Thursday, April 21, 2016

The Power of Prince

Recently I listened to an All Songs Considered podcast about Bob Boilen's book Your Song Changed My Life. Afterwards, I started thinking about the music that has been significant in my life - and there's been a lot. If I had to write a chapter for that book, what would it be about? After much deliberation I finally settled on Prince's album 1999. I distinctly remember using a $10 gift certificate I'd gotten for my 12th birthday to buy the cassette at Dillon Music in Kalamazoo, MI. I remember feeling nervous as I reached for the cassette on one of those rotating cassette towers; it felt a little naughty, and I knew I was probably too young to buy it.
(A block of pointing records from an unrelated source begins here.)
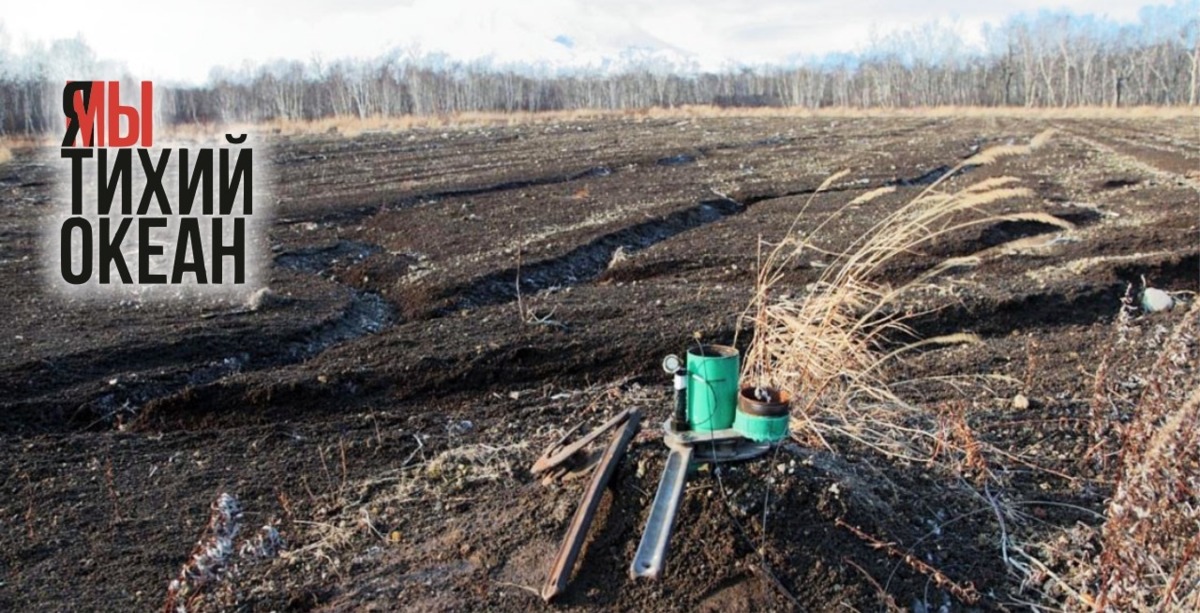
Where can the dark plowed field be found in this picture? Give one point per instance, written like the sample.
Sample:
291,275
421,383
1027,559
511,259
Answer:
383,406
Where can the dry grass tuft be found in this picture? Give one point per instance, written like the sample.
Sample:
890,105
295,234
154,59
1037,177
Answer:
1146,554
832,346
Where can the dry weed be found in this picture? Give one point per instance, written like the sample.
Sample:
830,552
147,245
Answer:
1146,553
832,346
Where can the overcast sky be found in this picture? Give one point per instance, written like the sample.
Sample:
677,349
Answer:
183,41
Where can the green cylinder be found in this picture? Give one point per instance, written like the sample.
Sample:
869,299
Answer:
712,386
762,420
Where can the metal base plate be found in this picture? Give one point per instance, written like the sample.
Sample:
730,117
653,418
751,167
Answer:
718,445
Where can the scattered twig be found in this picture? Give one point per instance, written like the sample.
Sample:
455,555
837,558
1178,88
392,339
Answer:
966,593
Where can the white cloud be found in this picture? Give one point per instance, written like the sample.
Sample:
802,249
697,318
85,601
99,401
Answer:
183,41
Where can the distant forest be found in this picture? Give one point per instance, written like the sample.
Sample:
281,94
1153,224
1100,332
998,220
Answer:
1041,60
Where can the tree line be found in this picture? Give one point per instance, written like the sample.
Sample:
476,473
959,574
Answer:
1043,60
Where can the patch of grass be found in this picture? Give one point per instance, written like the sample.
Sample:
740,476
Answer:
1145,556
831,346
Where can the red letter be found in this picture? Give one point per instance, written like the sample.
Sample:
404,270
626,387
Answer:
115,112
147,114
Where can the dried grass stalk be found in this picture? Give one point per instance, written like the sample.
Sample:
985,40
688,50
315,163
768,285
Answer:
831,347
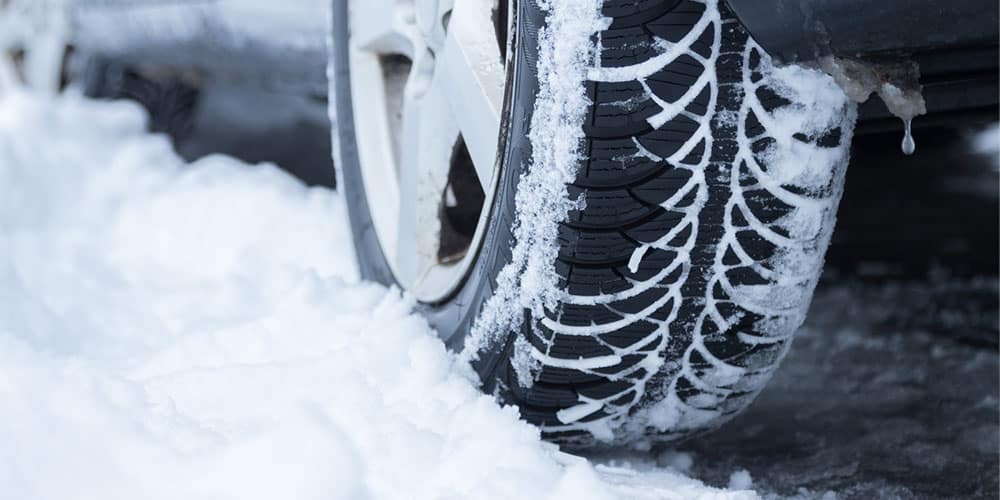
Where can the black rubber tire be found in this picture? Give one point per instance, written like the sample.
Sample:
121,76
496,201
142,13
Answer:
171,104
676,373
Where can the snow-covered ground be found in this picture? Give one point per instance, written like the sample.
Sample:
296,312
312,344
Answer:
172,330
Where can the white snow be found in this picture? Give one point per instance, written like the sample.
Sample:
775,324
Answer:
986,142
529,280
198,331
740,480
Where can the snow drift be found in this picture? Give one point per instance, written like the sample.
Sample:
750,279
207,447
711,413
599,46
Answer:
199,331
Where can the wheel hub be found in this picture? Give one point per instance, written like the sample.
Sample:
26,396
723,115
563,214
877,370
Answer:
427,80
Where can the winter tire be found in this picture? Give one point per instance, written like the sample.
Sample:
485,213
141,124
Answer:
700,202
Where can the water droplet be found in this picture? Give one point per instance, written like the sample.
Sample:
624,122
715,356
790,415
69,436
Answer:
909,146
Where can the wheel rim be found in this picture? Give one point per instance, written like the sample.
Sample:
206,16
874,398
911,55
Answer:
428,80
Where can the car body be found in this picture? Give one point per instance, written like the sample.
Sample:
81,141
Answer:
283,46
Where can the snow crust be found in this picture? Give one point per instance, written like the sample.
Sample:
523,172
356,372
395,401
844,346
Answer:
529,280
198,331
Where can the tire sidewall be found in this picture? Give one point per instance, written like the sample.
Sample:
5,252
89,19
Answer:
454,316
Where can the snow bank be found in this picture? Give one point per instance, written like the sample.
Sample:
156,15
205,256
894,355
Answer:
198,331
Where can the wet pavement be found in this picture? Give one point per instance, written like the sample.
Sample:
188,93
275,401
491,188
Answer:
891,388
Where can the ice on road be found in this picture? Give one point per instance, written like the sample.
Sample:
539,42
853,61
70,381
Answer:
196,331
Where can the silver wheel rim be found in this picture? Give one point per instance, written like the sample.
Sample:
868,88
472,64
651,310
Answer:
427,82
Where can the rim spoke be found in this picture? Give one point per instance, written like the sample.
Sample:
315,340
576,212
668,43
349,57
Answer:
473,77
428,140
428,135
384,27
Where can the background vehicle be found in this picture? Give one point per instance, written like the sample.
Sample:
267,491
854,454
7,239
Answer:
603,370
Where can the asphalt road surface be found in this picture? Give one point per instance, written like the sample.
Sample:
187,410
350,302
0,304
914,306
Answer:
891,389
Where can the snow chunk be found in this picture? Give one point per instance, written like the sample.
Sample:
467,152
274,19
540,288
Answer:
529,280
740,480
198,331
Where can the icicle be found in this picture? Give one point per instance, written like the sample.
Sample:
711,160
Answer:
909,146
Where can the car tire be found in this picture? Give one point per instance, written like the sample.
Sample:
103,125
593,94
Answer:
691,258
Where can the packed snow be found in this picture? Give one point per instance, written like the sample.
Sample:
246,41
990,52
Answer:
172,330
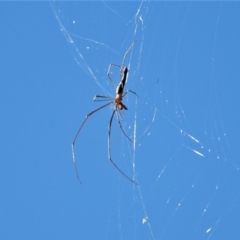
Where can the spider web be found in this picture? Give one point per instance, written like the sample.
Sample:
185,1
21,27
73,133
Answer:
181,154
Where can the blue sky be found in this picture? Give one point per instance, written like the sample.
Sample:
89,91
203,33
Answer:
184,67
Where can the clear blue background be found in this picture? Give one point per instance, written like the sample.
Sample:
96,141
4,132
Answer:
185,69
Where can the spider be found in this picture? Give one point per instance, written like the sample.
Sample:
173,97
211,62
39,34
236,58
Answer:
117,101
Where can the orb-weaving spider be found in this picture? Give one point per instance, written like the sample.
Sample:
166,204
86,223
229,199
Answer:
117,101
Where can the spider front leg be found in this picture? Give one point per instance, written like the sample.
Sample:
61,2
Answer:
109,149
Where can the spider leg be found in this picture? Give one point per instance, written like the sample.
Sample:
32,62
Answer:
76,136
130,92
109,150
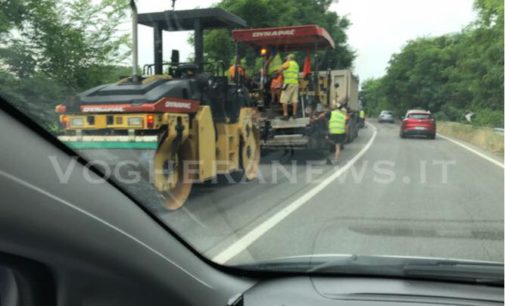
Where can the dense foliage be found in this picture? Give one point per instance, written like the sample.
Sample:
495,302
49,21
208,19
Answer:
449,75
271,13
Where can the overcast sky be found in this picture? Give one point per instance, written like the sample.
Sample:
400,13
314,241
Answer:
379,27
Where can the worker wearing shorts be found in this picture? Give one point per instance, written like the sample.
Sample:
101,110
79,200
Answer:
336,130
289,95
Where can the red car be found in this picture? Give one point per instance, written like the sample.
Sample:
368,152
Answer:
418,122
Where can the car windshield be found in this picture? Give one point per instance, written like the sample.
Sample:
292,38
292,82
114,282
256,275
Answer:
252,130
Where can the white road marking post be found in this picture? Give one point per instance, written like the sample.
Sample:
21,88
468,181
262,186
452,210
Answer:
492,160
241,244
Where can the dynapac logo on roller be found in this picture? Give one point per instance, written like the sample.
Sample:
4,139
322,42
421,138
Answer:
173,104
98,109
274,33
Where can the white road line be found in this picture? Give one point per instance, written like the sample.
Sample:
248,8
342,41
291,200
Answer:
492,160
246,240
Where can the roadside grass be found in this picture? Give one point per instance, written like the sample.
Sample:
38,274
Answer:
482,137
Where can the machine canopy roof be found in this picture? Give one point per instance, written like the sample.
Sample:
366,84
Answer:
285,38
185,20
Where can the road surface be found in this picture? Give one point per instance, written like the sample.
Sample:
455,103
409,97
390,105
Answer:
387,196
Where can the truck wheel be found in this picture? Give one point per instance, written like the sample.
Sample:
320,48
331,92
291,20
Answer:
170,178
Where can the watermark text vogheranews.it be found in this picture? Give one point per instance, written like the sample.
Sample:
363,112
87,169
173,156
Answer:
294,172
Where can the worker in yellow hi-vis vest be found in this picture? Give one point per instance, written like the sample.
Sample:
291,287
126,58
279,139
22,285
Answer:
289,94
336,129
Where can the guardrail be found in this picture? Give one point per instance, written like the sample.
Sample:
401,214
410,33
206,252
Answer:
485,138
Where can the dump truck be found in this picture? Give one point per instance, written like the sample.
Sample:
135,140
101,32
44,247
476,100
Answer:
319,91
182,122
346,93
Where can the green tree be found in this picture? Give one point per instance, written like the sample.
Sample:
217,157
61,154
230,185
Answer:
449,74
50,49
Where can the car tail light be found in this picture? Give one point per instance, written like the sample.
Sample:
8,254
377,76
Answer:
150,121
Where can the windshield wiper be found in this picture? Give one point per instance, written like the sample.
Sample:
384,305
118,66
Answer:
412,267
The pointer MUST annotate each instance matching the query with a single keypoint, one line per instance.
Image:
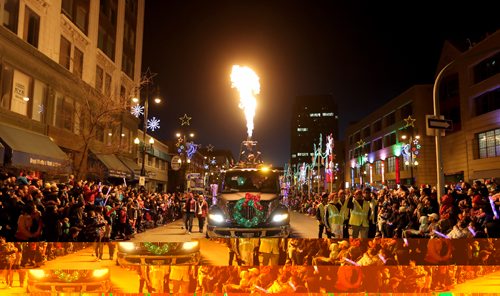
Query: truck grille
(249, 212)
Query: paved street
(488, 284)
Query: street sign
(175, 163)
(445, 124)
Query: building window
(65, 53)
(65, 112)
(390, 119)
(78, 12)
(365, 133)
(487, 102)
(11, 14)
(99, 78)
(487, 68)
(406, 110)
(78, 63)
(377, 126)
(390, 139)
(391, 164)
(107, 27)
(449, 88)
(129, 36)
(39, 101)
(377, 144)
(100, 133)
(31, 27)
(6, 86)
(21, 94)
(489, 143)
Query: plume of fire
(247, 83)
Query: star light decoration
(137, 110)
(185, 120)
(153, 124)
(410, 121)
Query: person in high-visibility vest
(320, 215)
(335, 214)
(361, 208)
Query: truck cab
(249, 204)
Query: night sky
(362, 54)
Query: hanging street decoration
(157, 250)
(185, 120)
(409, 121)
(137, 110)
(153, 124)
(191, 149)
(252, 201)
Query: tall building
(312, 117)
(389, 146)
(469, 95)
(62, 62)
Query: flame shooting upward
(247, 83)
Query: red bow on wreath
(256, 201)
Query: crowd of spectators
(465, 211)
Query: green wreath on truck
(253, 201)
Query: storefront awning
(27, 149)
(114, 166)
(132, 166)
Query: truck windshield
(250, 181)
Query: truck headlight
(280, 217)
(127, 246)
(100, 272)
(219, 218)
(187, 246)
(37, 273)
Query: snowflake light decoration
(153, 124)
(137, 110)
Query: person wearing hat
(361, 209)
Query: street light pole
(144, 128)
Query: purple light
(440, 234)
(262, 289)
(492, 204)
(352, 262)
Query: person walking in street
(335, 213)
(320, 215)
(202, 212)
(361, 211)
(189, 211)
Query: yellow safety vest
(336, 217)
(359, 214)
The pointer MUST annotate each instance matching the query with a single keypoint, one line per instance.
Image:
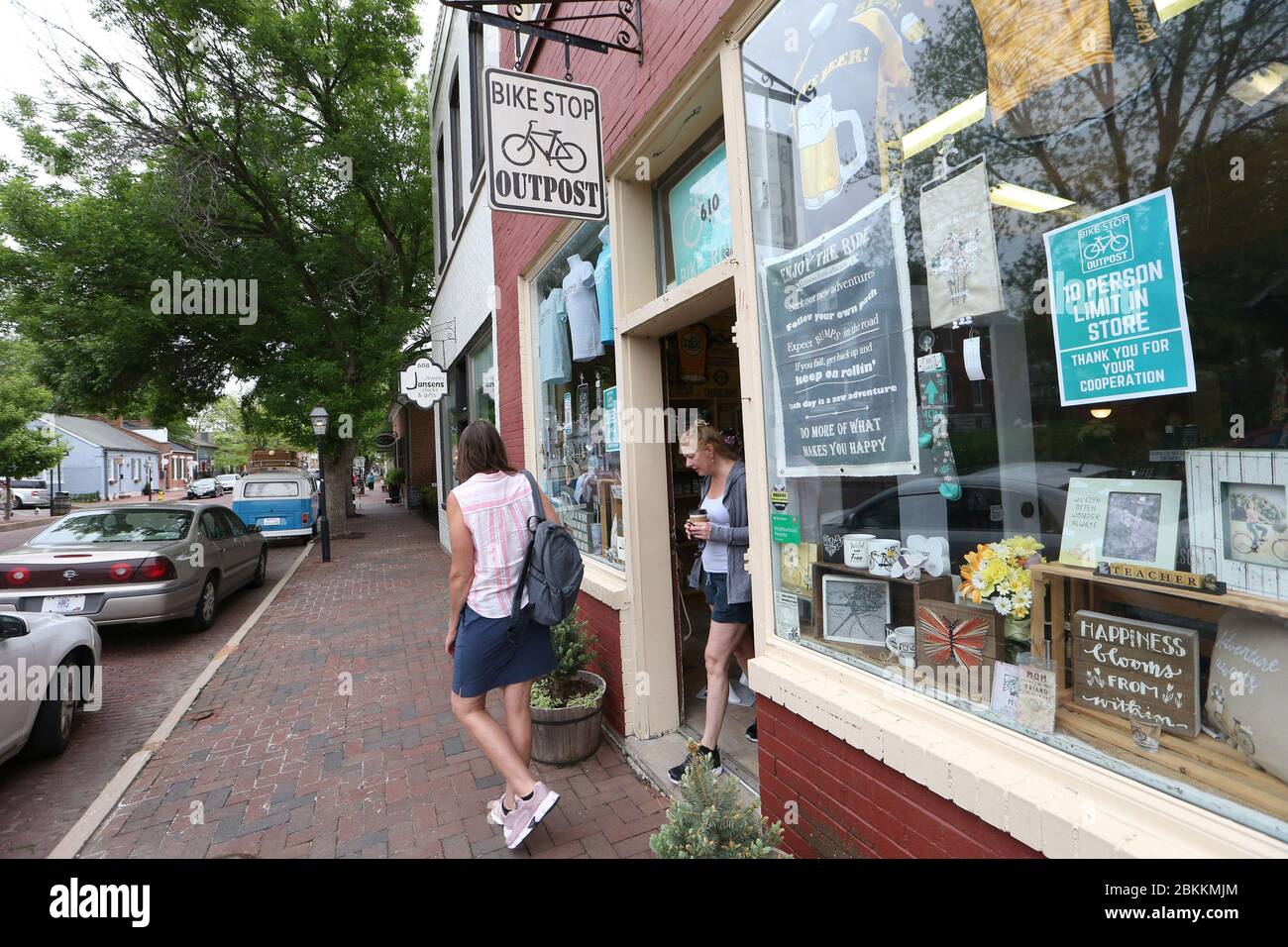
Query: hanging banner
(1031, 44)
(424, 382)
(545, 147)
(840, 316)
(1117, 304)
(962, 274)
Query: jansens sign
(424, 382)
(545, 151)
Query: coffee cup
(883, 556)
(855, 545)
(902, 643)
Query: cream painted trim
(1044, 797)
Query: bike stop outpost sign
(545, 151)
(424, 382)
(1117, 304)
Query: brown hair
(703, 434)
(481, 450)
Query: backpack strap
(516, 615)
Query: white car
(53, 663)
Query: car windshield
(117, 526)
(271, 488)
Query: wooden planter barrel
(568, 735)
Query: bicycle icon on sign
(522, 150)
(1111, 243)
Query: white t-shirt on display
(583, 309)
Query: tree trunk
(338, 470)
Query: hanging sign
(1117, 304)
(545, 151)
(840, 316)
(424, 382)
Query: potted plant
(999, 574)
(708, 821)
(568, 703)
(394, 479)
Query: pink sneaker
(527, 813)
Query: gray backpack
(552, 571)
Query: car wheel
(207, 605)
(261, 570)
(52, 731)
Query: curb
(111, 793)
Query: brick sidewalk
(284, 764)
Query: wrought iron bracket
(627, 21)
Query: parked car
(282, 502)
(27, 493)
(136, 564)
(198, 489)
(42, 723)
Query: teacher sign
(1117, 304)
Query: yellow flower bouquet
(999, 574)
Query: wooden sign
(957, 635)
(1137, 669)
(1155, 577)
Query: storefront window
(1020, 299)
(694, 210)
(580, 455)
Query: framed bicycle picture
(1237, 505)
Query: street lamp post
(318, 418)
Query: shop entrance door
(700, 380)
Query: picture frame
(1109, 519)
(1237, 518)
(855, 611)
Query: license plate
(65, 604)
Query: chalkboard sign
(1137, 669)
(840, 318)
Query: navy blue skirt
(487, 657)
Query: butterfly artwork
(956, 635)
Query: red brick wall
(851, 805)
(673, 31)
(605, 625)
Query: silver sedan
(136, 564)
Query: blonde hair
(704, 434)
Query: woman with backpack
(720, 573)
(487, 517)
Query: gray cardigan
(735, 535)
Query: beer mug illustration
(822, 174)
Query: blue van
(281, 502)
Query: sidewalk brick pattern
(274, 759)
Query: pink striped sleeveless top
(496, 508)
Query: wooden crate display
(1060, 594)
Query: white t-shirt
(583, 311)
(715, 556)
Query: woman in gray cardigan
(720, 573)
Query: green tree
(281, 145)
(24, 453)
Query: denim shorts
(715, 586)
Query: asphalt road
(146, 669)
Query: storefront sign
(785, 527)
(424, 382)
(962, 275)
(1117, 304)
(1137, 669)
(700, 228)
(612, 429)
(840, 317)
(545, 146)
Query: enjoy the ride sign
(545, 151)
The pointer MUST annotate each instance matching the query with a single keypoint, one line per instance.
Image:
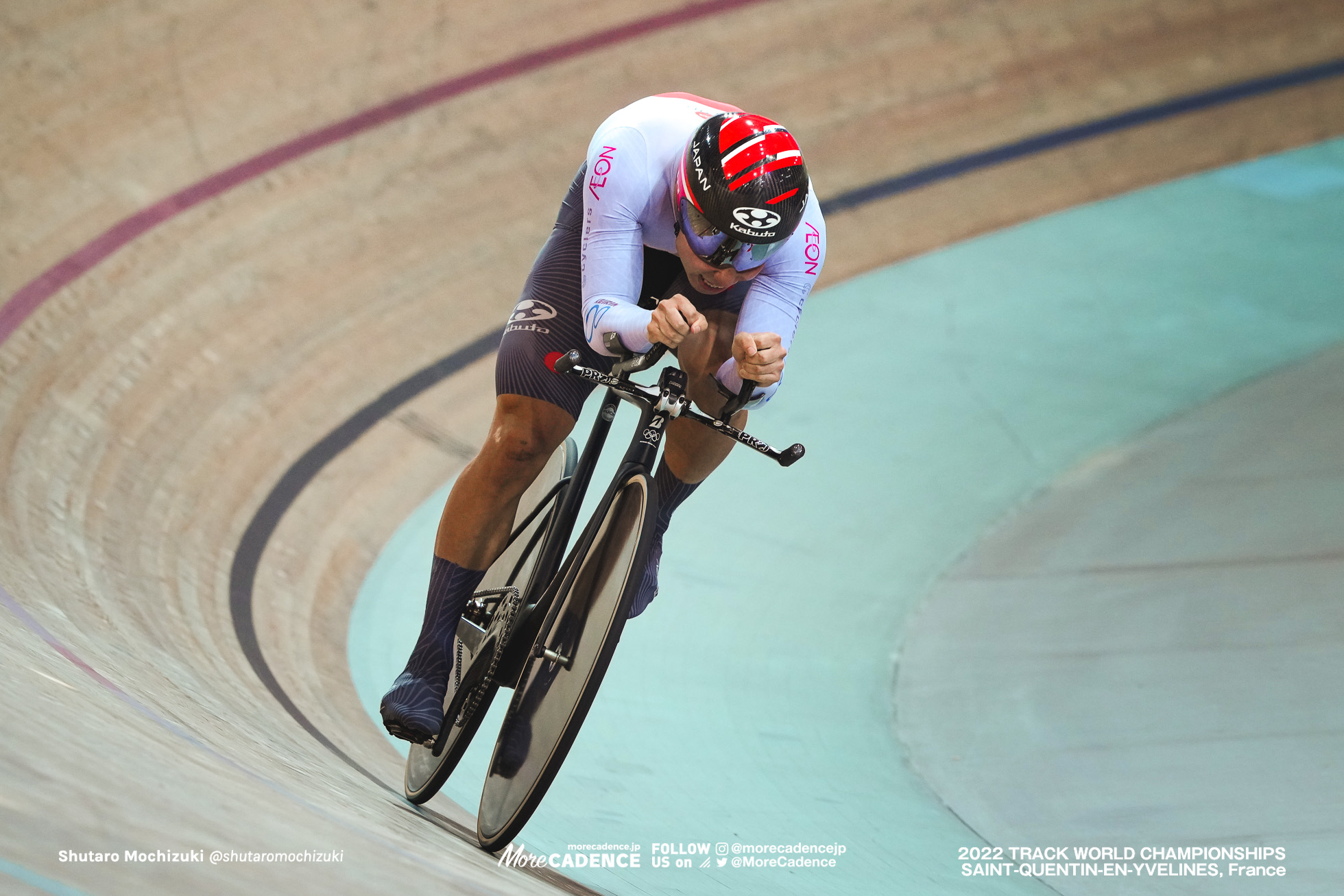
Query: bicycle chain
(508, 606)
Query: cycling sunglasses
(715, 247)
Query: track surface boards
(151, 404)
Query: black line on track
(305, 469)
(1077, 133)
(248, 558)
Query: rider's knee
(523, 434)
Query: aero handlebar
(648, 396)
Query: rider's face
(704, 276)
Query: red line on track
(32, 296)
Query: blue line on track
(1078, 133)
(38, 882)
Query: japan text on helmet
(741, 190)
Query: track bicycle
(547, 628)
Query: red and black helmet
(741, 191)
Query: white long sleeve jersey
(632, 163)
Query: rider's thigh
(701, 355)
(525, 433)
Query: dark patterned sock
(671, 494)
(416, 703)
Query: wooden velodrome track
(151, 404)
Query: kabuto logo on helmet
(756, 218)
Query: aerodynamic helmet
(741, 190)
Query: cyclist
(682, 199)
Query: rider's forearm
(603, 316)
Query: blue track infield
(752, 703)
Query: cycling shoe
(413, 710)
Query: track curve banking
(158, 383)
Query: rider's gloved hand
(760, 356)
(673, 320)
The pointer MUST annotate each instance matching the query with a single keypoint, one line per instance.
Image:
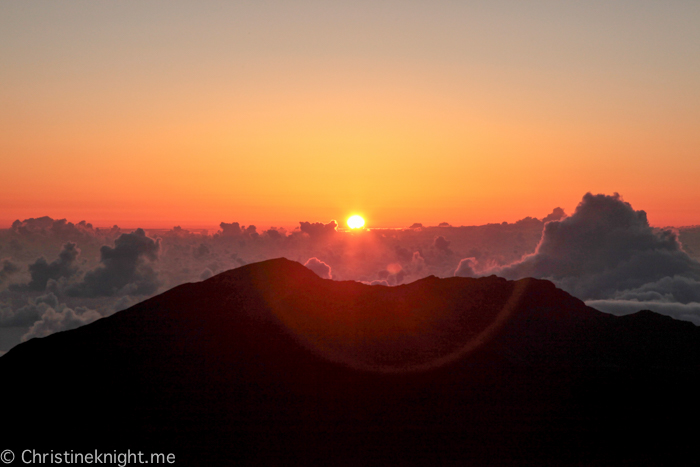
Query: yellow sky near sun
(193, 128)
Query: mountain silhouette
(269, 364)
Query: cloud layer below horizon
(56, 275)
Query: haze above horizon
(269, 113)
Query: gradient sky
(270, 112)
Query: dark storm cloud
(467, 268)
(30, 313)
(124, 270)
(603, 248)
(319, 267)
(58, 317)
(683, 311)
(47, 226)
(41, 271)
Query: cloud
(41, 271)
(8, 268)
(442, 244)
(52, 321)
(46, 226)
(603, 248)
(555, 215)
(318, 229)
(28, 314)
(234, 229)
(682, 311)
(125, 269)
(319, 267)
(467, 268)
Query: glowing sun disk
(355, 222)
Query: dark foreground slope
(270, 365)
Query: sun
(356, 222)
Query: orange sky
(192, 114)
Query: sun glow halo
(356, 222)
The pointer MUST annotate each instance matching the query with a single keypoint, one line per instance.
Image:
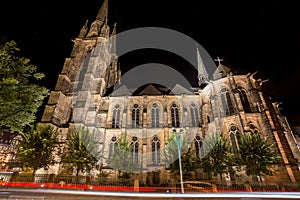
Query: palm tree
(38, 147)
(81, 151)
(219, 158)
(189, 161)
(257, 155)
(122, 159)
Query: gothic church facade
(229, 103)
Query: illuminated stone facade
(231, 103)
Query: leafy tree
(81, 151)
(122, 159)
(257, 155)
(219, 157)
(20, 95)
(38, 148)
(189, 161)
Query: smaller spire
(83, 30)
(113, 39)
(202, 74)
(219, 60)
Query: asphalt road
(50, 194)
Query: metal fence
(119, 184)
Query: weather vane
(219, 60)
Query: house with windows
(86, 93)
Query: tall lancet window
(235, 139)
(135, 116)
(195, 116)
(154, 116)
(116, 117)
(226, 102)
(135, 148)
(155, 144)
(202, 74)
(198, 145)
(112, 146)
(175, 115)
(244, 99)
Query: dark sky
(248, 35)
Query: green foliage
(189, 161)
(122, 159)
(219, 157)
(20, 95)
(81, 151)
(257, 155)
(38, 148)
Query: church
(90, 92)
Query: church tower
(75, 78)
(229, 103)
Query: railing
(127, 185)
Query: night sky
(250, 36)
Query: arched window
(226, 102)
(235, 138)
(135, 148)
(112, 146)
(135, 116)
(198, 147)
(244, 100)
(175, 115)
(253, 128)
(116, 117)
(213, 109)
(154, 116)
(195, 116)
(155, 144)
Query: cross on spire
(219, 60)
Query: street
(51, 194)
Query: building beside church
(228, 102)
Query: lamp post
(179, 157)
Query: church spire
(202, 74)
(113, 45)
(100, 23)
(102, 15)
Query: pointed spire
(100, 23)
(102, 15)
(113, 42)
(83, 30)
(202, 74)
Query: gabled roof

But I did it anyway, feeling almost as if I'd won a dare. Honestly, the first thing that drew me to Prince was the line, "Mommy, why does everybody have a bomb?" Ever the activist, I was drawn to his matter-of-fact questioning of the arms race, even if it did inexplicably come at the end of a pretty funky song that to me was about partying despite - or perhaps because of - the impending apocalypse. Soon my friends and I were dissecting the lyrics as we sang along at the back of the bus, playing the cassette on one of those portable Panasonic tape recorders. One of my more precocious friends explained all the sex stuff the rest of us didn't understand. I loved that Prince was profound and dirty, sacred and profane, political and passionate. His was the first music I remember having an in depth conversation about, as I tried to make an argument to my friend in support of his complexity. He was himself, unapologetically and uncompromisingly so, a model I desperately needed as a painfully shy preteen. And he could DANCE! And he sang about dancing! Two years later, Purple Rain was the soundtrack of my first relationship, and first breakup. My purple vinyl Purple Rain 45 is still one of my prized possessions. He definitely helped me get through this thing called life. All of this has been rolling around in my head for the past week, so when my colleague told me today that Prince was dead, it just didn't seem real. Party in Purple, dear one.